Berkelanjutan secara sosial politik berarti kegiatan pembangunan dapat menciptakan pemerataan hasil
pembangunan, mobilitas sosial, kohesi sosial, partisipasi masyarakat, pemberdayaan masyarakat (dekratisasi),
identitas sosial, dan pengembangan kelembagaan (Wiyana, 2004). Pengelolaan berbasis masyarakat berarti
suatu sistem pengelolaan SDA di suatu tempat melibatkan masyarakat lokal secara aktif dalam proses
pengelolaan SDA yang terkandung di dalamnya (Nurmalasari, 2001). Di Indonesia, pengelolaan sumberdaya
berbasis masyarakat ditetapkan dalam Pasal 33 UUD 1945 yang menyebutkan bahwa bumi dan air dan
kekayaan alam yang terkandung di dalamnya dikuasai oleh Negara dan dipergunakan sebesar-besarnya bagi
kemakmuran rakyat. Ketentuan tersebut agar pelaksanaan penguasaan negara atas SDA diarahkan kepada
tercapainya manfaat bagi kemakmuran rakyat banyak yang sebesar-besarnya, mampu mewujudkan keadilan
dan pemerataan, memperbaiki dan memajukan kehidupan masyarakat pesisir.
Wilayah laut daerah provinsi meliputi sejauh dua belas mil laut yang diukur dari garis pantai arah laut
lepas dan atau kearah perairan kepulauan. Wilayah laut daerah kabupaten dan kota adalah sepertiga wilayah
laut daerah provinsi. Oleh karena itu, daerah pesisir merupakan kewenangan dari daerah kabupaten dan kota.
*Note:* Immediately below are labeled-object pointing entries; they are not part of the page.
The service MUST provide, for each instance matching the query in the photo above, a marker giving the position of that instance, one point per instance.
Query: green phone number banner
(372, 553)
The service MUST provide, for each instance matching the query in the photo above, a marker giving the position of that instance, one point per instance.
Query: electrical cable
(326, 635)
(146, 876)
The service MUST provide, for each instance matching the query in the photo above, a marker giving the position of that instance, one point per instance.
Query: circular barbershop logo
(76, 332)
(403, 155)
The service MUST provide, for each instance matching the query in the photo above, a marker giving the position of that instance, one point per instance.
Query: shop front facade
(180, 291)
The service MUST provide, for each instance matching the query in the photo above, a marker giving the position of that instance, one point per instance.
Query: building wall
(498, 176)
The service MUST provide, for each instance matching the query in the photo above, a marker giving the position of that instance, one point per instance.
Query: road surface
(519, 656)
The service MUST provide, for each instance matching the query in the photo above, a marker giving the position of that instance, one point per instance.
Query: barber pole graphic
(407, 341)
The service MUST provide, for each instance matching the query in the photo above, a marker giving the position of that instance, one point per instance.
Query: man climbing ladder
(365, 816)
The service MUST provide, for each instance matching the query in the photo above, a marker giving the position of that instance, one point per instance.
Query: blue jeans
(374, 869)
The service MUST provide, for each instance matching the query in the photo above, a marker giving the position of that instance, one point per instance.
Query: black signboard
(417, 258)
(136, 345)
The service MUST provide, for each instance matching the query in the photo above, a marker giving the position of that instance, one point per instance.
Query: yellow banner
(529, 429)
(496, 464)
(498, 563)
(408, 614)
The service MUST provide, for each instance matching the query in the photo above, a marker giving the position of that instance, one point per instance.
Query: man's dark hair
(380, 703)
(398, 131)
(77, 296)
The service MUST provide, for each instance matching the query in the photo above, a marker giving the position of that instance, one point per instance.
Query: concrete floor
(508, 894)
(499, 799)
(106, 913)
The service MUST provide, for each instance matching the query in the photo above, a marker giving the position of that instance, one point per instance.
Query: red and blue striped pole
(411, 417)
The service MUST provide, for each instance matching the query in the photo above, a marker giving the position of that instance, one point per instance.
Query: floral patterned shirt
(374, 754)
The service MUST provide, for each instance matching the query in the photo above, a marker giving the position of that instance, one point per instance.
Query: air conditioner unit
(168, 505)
Selain itu juga diterbitkan Undang-Undang Nomor 2007 Tahun 2007 tentang pengelolaan wilayah pesisir dan
pulau-pulau kecil. Berdasarkan data jumlah kabupaten/kota di Indonesia pada tahun 2002, sebanyak 68%
diantaranya memiliki wilayah pesisir. Kabupaten/kota di Indonesia memiliki karakteristik fisik wilayah pesisir
yang berbeda dalam pengelolaannya. Perencanaan dan pengelolaan wilayah pesisir baik ditingkat pusat
maupun di tingkat daerah lebih banyak bersifat sektoral (Muttaqiena dkk, 2009).